Ever since Amazon first launched its Kindle in 2007, die-hard book fanatics have been lamenting the death of the book. Gone are the days of sniffing that glorious new book smell; of queuing up for hours outside a bookstore to get your hands on a new release; of cursing your airline’s luggage restrictions for limiting the number of books you can take to Spain. The physical book is dying, or is already dead – depending on your outlook.
Or is it?
Although it is true that printed book sales have declined since the rise of the eBook, the physical tome is still well and truly alive. In fact, in 2014 we spent £1.7bn on physical books, compared to just £393m on eBooks. Moreover, it seems the initial eBook hype is dying down. Sales of the electronic literary companion have stagnated, with Kindle sales peaking at 13.44 million in 2011 and dropping to 9.7 million in 2012. It seems we’re not ready to give up our paper publications quite yet.

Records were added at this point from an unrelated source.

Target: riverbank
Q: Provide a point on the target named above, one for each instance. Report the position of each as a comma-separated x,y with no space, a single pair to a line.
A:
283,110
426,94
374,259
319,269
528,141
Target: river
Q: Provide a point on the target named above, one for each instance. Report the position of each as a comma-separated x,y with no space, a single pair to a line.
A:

Whilst the physical book is clearly not dead yet, you can’t deny that the rise of technology has changed the landscape of reading. The immediate downloadability of an eBook gives us the instant gratification that we so desire in this modern world, but it also alters the experience of buying a book. We no longer need to wander round bookstores, picking volumes up at random. Although this new system is undoubtedly more convenient, it is easy to see why purists are up in arms. The internet and technology have removed some of the wonder of book buying.
Of course, just because people can use technology to buy books, doesn’t mean they always do. The figures above prove that; and the very existence of our shop suggests that people still enjoy aimlessly browsing shelves with the hope of finding an unexpected gem.
Technology will always plough forward and alter the ways of the world – but that doesn’t mean the old ways will die. And besides, sometimes change is a good thing. I’m sure the monks of old cursed the invention of the printing press for destroying the art of manuscripts, but you’d be hard pressed to find someone now who thinks we should go back to the old way of doing things. Perhaps in fifty years time we’ll be wondering why we ever bothered with paper in the first place.
Although, should that happen, we would have to come up with a new way to raise money. So maybe let’s not give up on the physical book just yet. After all, what would the people of York do without the Oxfam Bookshop of Low Petergate?